2. "I was an electrical engineer and quit when I was 25. I loved the work, but my colleagues didn't take me seriously, and I was being dramatically underpaid. A male friend who was hired for my same job was making more money than me. When I took it to HR, they dismissed me."
3. "I’m a software engineer, but I'm planning to leave and go to law school. My experience has been mostly fine, but I don’t feel like tech work is doing much to solve the very real social problems of the world. It’s an industry built on capitalist incentive structures."
4. "I work in one of the top tech companies, and the money is great, but I work 12- to 14-hour days. People who work for eight hours per day are ostracized. I’m a single mom, and I have no time for anything or anyone."
5. "I worked primarily with men who relentlessly commented on my hair, my body, my eating habits, my professional experience, and my hobbies. I felt like a permanent outsider."
6. "I left my role in software development. I was overlooked and ignored the entire time and felt like I accomplished nothing. The job wrecked my self-esteem, and I no longer love the subject I studied in college."
7. "I used to be a project manager in a tech company. I left because I didn’t like how people talked to each other. There was pride in 'calling it how I see it,' but it was actually just bullying — interrupting constantly, eye-rolling, sighing, and arm-flopping in meetings."
8. "I’m in software engineering, and I think about leaving every day because it’s soul-sucking. I don’t work crazy hours, and I generally don’t experience sexism, but I want to do something more engaging and mentally rewarding."
9. "It's so f-ing boring."
10. "I’m on my way out because my coworkers don't understand what it’s like to be a woman in the field, balancing work and life. I have to sit up feeding the baby while on a 1 a.m. conference call. I have to take the dog to the emergency vet. I have to pick up my sick toddler from daycare. The culture needs to evolve to reflect the new workforce’s different needs."
12. "I left after I was told my body/makeup/hair choices were 'too sexy' for the workplace and that I was 'lowering productivity' because the boys would always come to my desk to talk to me."

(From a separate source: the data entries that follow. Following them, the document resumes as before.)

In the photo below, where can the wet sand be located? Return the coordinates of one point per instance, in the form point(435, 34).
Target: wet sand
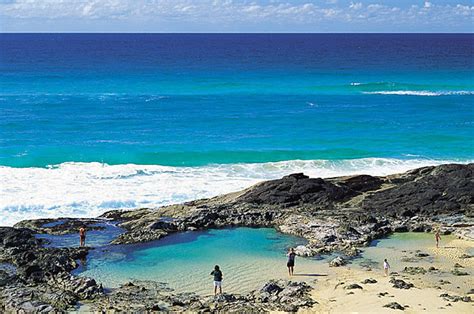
point(332, 296)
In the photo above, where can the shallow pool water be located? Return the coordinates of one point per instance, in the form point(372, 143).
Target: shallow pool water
point(248, 257)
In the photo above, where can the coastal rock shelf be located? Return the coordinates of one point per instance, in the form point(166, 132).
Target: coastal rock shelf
point(336, 214)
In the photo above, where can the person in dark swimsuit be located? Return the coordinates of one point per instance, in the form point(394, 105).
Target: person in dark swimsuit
point(217, 273)
point(291, 261)
point(82, 236)
point(437, 238)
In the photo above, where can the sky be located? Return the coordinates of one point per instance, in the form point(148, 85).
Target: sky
point(170, 16)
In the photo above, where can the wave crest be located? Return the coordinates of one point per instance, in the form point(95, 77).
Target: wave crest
point(420, 93)
point(89, 189)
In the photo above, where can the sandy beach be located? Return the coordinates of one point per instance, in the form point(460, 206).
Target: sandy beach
point(333, 297)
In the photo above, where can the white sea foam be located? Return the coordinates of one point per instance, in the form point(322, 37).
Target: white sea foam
point(89, 189)
point(420, 93)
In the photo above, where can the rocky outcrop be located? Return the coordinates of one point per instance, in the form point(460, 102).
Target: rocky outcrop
point(335, 214)
point(41, 281)
point(427, 191)
point(148, 296)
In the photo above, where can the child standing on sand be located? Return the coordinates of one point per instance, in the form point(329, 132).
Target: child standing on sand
point(386, 267)
point(82, 236)
point(217, 279)
point(291, 261)
point(438, 238)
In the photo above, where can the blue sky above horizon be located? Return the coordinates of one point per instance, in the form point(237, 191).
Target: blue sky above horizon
point(236, 16)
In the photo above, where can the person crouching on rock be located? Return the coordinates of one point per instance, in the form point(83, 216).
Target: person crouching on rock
point(82, 236)
point(386, 267)
point(217, 279)
point(291, 261)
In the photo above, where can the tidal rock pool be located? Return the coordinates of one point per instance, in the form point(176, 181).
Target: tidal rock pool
point(248, 257)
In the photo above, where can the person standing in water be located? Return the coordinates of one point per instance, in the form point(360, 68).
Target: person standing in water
point(217, 279)
point(386, 267)
point(82, 236)
point(291, 261)
point(438, 238)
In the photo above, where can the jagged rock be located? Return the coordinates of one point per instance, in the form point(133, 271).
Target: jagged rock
point(332, 214)
point(395, 306)
point(455, 298)
point(414, 270)
point(457, 272)
point(302, 250)
point(352, 286)
point(337, 262)
point(401, 284)
point(421, 254)
point(369, 280)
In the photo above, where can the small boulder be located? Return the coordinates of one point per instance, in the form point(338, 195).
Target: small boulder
point(395, 306)
point(352, 286)
point(337, 262)
point(369, 280)
point(401, 284)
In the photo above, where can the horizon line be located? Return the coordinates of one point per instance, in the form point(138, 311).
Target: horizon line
point(230, 33)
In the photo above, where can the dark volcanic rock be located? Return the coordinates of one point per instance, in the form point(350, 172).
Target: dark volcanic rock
point(401, 284)
point(297, 189)
point(335, 214)
point(395, 306)
point(369, 280)
point(436, 190)
point(352, 286)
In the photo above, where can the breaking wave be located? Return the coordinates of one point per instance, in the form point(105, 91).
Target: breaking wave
point(90, 189)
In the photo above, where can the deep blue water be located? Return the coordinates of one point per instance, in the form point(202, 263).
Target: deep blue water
point(346, 103)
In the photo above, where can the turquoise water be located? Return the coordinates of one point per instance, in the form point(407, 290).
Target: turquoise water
point(248, 257)
point(94, 122)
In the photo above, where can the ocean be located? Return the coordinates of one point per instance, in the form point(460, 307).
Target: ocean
point(94, 122)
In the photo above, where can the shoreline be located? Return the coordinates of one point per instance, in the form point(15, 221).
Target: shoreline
point(129, 186)
point(330, 213)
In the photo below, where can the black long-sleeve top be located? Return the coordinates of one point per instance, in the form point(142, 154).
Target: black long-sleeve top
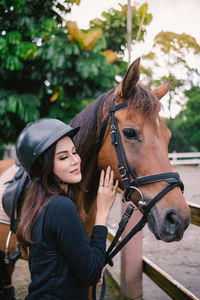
point(64, 262)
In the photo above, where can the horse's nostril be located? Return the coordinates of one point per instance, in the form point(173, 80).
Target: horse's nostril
point(172, 222)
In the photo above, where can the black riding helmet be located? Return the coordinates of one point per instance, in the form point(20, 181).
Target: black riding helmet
point(37, 136)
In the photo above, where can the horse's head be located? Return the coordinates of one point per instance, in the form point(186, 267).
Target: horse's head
point(145, 140)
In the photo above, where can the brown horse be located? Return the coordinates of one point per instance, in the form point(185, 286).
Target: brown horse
point(145, 141)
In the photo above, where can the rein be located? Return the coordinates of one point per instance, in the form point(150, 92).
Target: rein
point(126, 172)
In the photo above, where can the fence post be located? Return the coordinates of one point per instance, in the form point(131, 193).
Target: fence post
point(131, 260)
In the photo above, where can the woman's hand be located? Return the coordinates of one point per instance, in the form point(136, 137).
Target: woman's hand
point(106, 196)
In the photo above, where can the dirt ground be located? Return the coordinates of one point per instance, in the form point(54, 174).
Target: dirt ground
point(180, 259)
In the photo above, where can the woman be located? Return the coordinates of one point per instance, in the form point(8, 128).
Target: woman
point(63, 261)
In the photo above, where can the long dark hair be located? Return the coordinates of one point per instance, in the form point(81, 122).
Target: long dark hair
point(44, 185)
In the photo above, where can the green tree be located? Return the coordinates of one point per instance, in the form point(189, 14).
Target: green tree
point(173, 52)
point(41, 72)
point(46, 68)
point(113, 25)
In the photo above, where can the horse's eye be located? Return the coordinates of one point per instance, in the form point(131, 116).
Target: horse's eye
point(131, 134)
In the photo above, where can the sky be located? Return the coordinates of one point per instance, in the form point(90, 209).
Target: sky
point(180, 16)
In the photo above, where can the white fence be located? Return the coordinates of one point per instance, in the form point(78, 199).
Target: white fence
point(187, 158)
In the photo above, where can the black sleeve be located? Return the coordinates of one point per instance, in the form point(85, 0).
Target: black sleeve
point(85, 256)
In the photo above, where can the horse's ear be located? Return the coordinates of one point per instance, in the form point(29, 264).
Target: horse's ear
point(126, 86)
point(162, 90)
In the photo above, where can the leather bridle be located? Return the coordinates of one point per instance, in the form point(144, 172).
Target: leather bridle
point(126, 172)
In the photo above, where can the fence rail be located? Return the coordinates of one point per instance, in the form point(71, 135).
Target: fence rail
point(169, 285)
point(185, 158)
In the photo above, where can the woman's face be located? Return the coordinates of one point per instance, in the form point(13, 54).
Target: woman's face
point(67, 162)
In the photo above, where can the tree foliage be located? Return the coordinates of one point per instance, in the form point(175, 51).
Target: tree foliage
point(173, 53)
point(185, 127)
point(42, 73)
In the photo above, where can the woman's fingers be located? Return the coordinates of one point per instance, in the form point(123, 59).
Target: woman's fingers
point(107, 179)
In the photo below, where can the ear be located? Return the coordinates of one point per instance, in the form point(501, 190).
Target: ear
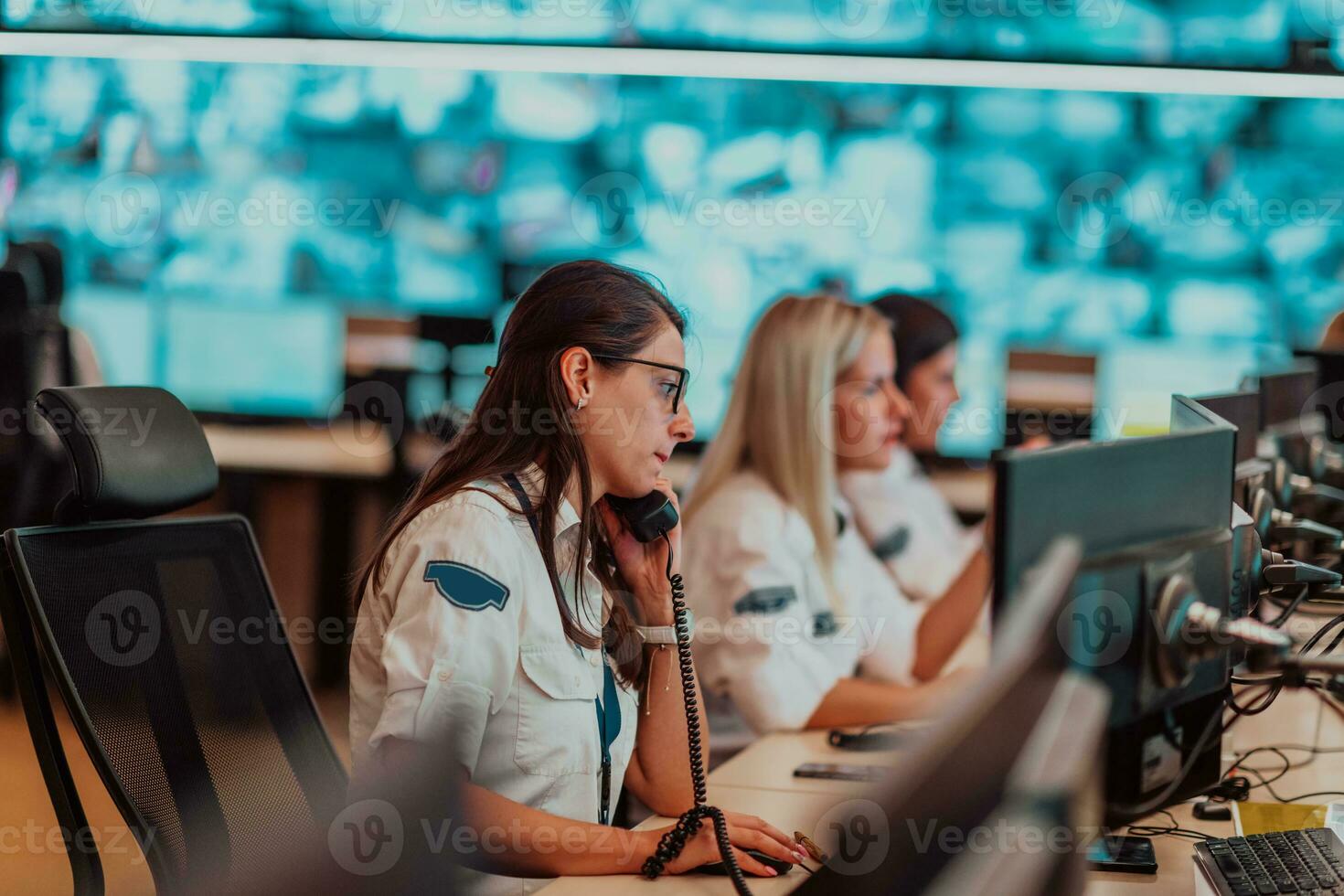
point(577, 374)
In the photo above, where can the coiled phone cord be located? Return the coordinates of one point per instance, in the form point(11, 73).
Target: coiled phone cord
point(674, 841)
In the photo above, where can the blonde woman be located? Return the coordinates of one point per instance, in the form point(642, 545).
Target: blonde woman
point(798, 624)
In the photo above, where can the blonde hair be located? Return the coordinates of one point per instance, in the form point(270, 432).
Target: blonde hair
point(778, 422)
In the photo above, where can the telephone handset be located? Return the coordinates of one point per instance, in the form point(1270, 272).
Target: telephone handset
point(648, 517)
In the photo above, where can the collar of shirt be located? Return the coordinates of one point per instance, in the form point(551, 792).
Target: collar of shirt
point(566, 536)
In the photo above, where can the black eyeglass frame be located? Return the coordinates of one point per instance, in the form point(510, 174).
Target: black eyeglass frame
point(680, 383)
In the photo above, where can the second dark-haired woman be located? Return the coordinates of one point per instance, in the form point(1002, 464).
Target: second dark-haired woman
point(488, 607)
point(907, 523)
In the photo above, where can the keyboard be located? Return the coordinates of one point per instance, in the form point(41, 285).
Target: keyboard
point(1307, 863)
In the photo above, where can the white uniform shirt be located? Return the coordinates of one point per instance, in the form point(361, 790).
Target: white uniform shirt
point(463, 645)
point(768, 637)
point(910, 526)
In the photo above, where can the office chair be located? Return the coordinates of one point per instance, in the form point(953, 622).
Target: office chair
point(165, 646)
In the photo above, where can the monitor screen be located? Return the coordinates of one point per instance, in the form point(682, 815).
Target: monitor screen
point(285, 360)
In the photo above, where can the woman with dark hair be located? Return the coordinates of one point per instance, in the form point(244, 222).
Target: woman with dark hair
point(905, 518)
point(507, 601)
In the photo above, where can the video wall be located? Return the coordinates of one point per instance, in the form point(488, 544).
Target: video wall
point(240, 211)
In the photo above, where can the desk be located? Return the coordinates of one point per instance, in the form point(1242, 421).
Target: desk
point(758, 781)
point(788, 812)
point(334, 449)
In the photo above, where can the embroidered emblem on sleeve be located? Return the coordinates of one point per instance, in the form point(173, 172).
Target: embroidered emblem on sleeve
point(765, 601)
point(465, 587)
point(894, 544)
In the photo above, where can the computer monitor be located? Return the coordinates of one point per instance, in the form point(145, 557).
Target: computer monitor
point(1051, 807)
point(1148, 512)
point(1329, 395)
point(1284, 394)
point(1240, 409)
point(268, 360)
point(981, 753)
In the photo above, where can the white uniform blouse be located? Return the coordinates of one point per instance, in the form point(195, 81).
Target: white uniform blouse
point(910, 526)
point(768, 637)
point(463, 645)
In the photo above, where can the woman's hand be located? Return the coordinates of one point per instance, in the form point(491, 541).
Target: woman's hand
point(745, 832)
point(644, 566)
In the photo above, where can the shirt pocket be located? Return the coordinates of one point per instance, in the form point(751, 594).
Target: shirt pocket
point(557, 718)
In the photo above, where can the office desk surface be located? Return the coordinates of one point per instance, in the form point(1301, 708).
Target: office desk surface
point(760, 781)
point(788, 812)
point(336, 449)
point(769, 763)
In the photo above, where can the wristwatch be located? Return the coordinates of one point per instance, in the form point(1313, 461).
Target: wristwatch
point(666, 635)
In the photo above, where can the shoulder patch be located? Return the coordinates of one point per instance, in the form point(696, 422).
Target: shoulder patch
point(892, 544)
point(765, 601)
point(465, 587)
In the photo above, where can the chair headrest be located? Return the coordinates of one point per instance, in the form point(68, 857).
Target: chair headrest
point(136, 450)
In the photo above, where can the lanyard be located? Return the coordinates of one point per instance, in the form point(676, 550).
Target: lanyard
point(608, 706)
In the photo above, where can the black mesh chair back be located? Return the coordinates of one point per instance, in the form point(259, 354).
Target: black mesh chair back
point(175, 666)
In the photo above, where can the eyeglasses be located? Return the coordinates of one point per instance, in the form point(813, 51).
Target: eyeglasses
point(683, 374)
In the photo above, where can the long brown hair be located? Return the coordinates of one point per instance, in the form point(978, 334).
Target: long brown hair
point(591, 304)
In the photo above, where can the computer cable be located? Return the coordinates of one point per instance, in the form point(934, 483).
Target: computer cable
point(1174, 830)
point(675, 840)
point(1290, 607)
point(1152, 804)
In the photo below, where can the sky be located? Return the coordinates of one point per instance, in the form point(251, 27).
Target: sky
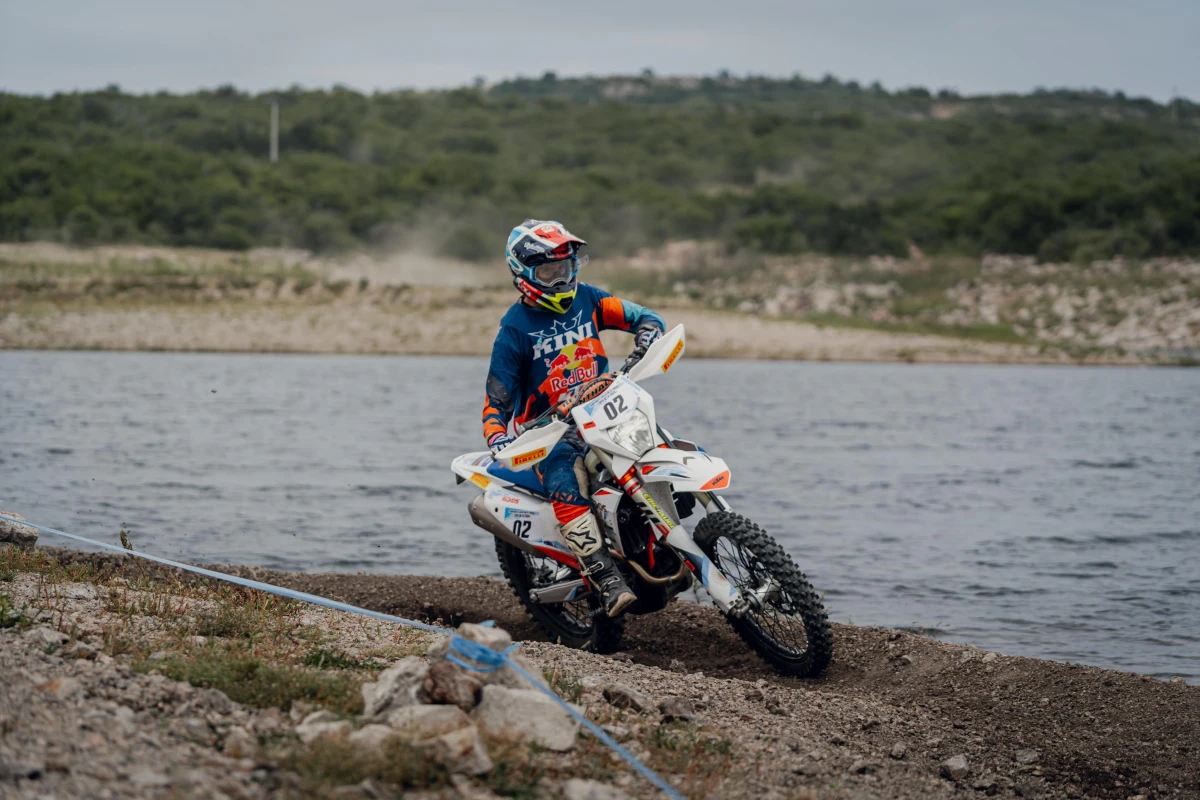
point(1145, 48)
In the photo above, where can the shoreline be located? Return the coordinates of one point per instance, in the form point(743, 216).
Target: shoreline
point(894, 710)
point(813, 308)
point(367, 329)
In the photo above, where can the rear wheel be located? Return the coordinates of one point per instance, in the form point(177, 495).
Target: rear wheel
point(570, 624)
point(786, 623)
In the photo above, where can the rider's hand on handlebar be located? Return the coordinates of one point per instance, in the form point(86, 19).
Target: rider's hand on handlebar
point(646, 336)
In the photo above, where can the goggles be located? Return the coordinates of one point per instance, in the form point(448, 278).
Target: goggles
point(550, 274)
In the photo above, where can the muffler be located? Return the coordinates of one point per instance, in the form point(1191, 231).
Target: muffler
point(483, 517)
point(559, 593)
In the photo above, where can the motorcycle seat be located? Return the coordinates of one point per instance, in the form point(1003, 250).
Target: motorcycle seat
point(526, 479)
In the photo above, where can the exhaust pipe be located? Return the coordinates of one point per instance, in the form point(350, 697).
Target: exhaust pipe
point(487, 521)
point(558, 593)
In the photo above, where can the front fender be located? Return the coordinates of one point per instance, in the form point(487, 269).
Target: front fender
point(688, 470)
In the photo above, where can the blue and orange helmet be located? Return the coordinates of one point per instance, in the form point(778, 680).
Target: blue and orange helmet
point(544, 258)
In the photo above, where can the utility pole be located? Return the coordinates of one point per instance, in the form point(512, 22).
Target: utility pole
point(275, 131)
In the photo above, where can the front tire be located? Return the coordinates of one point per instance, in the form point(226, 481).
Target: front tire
point(789, 626)
point(569, 624)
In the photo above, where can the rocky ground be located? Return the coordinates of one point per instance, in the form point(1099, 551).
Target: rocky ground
point(813, 308)
point(103, 660)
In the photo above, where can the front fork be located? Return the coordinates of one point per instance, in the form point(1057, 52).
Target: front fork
point(724, 594)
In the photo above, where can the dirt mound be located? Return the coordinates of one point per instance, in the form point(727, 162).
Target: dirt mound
point(1038, 728)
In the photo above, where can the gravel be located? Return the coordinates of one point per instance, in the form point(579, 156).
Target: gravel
point(1099, 733)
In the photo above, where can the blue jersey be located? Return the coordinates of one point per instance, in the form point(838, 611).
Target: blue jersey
point(539, 355)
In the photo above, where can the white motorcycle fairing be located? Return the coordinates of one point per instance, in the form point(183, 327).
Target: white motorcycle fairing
point(619, 427)
point(527, 519)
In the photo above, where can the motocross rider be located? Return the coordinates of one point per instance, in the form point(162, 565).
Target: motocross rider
point(547, 344)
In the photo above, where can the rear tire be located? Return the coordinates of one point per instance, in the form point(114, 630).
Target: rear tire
point(561, 621)
point(748, 557)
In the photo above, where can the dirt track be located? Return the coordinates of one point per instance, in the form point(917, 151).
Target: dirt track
point(1097, 733)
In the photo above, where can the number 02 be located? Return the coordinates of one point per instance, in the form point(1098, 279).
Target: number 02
point(615, 407)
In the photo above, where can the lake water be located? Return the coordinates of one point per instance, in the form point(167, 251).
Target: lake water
point(1041, 511)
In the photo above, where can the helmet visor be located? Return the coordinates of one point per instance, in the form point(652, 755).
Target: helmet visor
point(556, 272)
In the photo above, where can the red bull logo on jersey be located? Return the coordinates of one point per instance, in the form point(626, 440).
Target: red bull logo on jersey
point(556, 340)
point(559, 383)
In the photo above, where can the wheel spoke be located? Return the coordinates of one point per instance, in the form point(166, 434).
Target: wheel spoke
point(777, 617)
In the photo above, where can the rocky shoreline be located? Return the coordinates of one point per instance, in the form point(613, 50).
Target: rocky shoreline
point(990, 311)
point(113, 669)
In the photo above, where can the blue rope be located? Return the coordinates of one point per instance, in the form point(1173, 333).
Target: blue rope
point(244, 582)
point(465, 653)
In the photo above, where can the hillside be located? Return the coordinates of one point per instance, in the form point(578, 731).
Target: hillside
point(753, 164)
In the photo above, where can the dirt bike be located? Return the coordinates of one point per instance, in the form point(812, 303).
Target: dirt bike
point(641, 482)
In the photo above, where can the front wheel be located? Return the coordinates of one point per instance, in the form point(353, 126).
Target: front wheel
point(573, 624)
point(786, 623)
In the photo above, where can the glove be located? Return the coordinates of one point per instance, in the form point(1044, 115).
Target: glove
point(646, 336)
point(499, 441)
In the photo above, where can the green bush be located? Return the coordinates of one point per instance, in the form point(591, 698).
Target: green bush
point(772, 166)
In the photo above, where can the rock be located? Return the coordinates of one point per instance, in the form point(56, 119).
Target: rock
point(47, 637)
point(399, 686)
point(580, 789)
point(16, 534)
point(677, 709)
point(985, 782)
point(468, 789)
point(319, 725)
point(372, 738)
point(61, 687)
point(240, 743)
point(195, 729)
point(213, 699)
point(526, 715)
point(1027, 756)
point(147, 777)
point(372, 789)
point(460, 751)
point(13, 769)
point(81, 650)
point(624, 697)
point(418, 722)
point(444, 732)
point(449, 684)
point(954, 768)
point(617, 732)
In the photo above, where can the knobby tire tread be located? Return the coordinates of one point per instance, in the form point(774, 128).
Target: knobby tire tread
point(775, 559)
point(606, 633)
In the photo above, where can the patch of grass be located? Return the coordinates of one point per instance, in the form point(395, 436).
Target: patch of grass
point(11, 617)
point(516, 773)
point(331, 763)
point(703, 759)
point(252, 681)
point(324, 659)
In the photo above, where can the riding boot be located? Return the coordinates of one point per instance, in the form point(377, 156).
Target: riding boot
point(583, 535)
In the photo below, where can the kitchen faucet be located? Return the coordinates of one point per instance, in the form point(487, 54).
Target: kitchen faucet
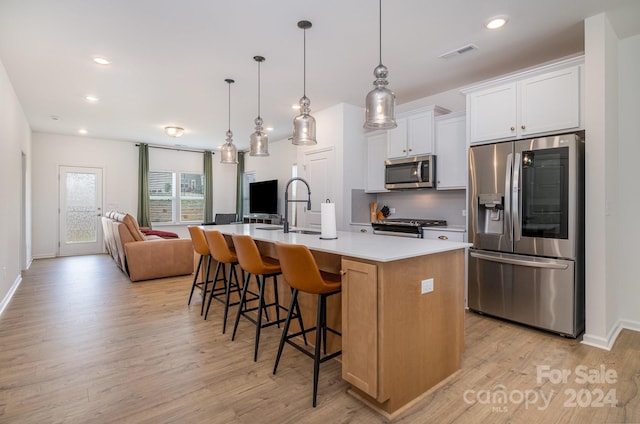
point(287, 201)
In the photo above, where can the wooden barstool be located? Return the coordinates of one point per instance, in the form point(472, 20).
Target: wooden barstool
point(253, 263)
point(224, 255)
point(300, 270)
point(201, 247)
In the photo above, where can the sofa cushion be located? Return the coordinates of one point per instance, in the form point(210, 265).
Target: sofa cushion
point(132, 225)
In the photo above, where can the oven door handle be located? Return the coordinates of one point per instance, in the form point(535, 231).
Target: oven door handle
point(519, 262)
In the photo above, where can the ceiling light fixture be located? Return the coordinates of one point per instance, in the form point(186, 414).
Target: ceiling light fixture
point(304, 125)
point(228, 152)
point(496, 22)
point(101, 60)
point(259, 140)
point(173, 131)
point(381, 102)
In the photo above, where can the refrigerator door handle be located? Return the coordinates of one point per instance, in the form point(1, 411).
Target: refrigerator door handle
point(515, 206)
point(507, 197)
point(519, 262)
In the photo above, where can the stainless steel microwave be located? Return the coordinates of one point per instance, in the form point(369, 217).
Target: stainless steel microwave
point(411, 172)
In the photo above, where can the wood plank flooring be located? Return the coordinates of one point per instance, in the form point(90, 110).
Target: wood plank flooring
point(80, 343)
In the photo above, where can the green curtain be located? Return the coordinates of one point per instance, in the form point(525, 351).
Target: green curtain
point(208, 186)
point(144, 216)
point(240, 172)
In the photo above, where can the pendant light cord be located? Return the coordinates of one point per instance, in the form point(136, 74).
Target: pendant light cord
point(304, 64)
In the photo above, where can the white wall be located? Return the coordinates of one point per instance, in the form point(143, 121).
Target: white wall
point(15, 139)
point(119, 161)
point(626, 245)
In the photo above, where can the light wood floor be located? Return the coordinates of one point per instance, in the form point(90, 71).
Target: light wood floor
point(80, 343)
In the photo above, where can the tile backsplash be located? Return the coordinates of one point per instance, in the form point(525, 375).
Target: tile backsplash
point(426, 203)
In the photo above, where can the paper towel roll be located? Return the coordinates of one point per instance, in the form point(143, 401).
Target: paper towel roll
point(328, 221)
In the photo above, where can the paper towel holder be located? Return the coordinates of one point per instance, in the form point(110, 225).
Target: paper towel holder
point(328, 238)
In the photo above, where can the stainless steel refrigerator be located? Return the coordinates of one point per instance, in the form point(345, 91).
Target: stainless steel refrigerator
point(526, 223)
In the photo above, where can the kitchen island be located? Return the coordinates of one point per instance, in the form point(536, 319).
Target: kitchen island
point(401, 311)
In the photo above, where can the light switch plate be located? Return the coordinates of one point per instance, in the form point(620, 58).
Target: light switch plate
point(427, 286)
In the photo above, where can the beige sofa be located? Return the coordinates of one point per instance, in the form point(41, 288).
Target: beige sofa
point(144, 257)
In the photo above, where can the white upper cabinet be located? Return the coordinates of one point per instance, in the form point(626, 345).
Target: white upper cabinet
point(451, 151)
point(550, 102)
point(376, 144)
point(414, 134)
point(536, 102)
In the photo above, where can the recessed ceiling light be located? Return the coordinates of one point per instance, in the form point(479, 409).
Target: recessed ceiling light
point(173, 131)
point(101, 60)
point(496, 22)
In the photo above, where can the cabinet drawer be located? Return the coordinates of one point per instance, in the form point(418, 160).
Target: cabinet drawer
point(444, 235)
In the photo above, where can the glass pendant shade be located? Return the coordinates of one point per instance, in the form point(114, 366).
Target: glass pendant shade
point(259, 145)
point(380, 103)
point(228, 151)
point(259, 141)
point(304, 125)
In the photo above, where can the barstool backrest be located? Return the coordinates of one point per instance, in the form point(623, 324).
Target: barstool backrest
point(300, 269)
point(248, 254)
point(198, 240)
point(219, 248)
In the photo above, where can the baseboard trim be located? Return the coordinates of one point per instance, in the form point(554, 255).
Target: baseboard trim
point(607, 343)
point(10, 294)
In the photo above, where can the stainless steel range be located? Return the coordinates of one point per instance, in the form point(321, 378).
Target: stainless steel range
point(405, 227)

13. "I did one year in a tech company as an engineer, and I hated it. The dynamics between the engineers was terrible. They spoke down to me, and I felt bullied. They also belittled people who didn’t match their post-grad education."
14. "I am leaving tech to go into medicine. I'm tired of doing work that makes a rich man richer. I'm tired of it all feeling very meaningless and uninteresting. I'm tired of always being expected to be reachable."
15. "I’m a lawyer in tech and thinking about leaving. I have to convince people to answer my questions and take my advice. The men in my field don’t have to work so hard to be heard and taken seriously. They don’t have to constantly prove they deserve to be there."
16. "I got sexually harassed at work. My coworker tried to grab my butt, showed me his private parts, and even asked me to be his side piece. When I reported him to the company, we both got fired."
17. "The last company I worked at turned out to be a very toxic environment. No matter how much skill and sweat I'd put into the work, getting a promotion was impossible."
18. "I got promoted and discovered the man reporting to me made 20% more than I did, even though we had been doing the exact same job and I was now his BOSS. The company refused to match our salaries, so I quit on the spot."
19. "Haven't left yet, but thinking about it. I've been treated perfectly well, but I hate office work and would love to do something in a different setting and not stare at a screen for eight hours a day."
Note: Some responses have been edited for length and/or clarity.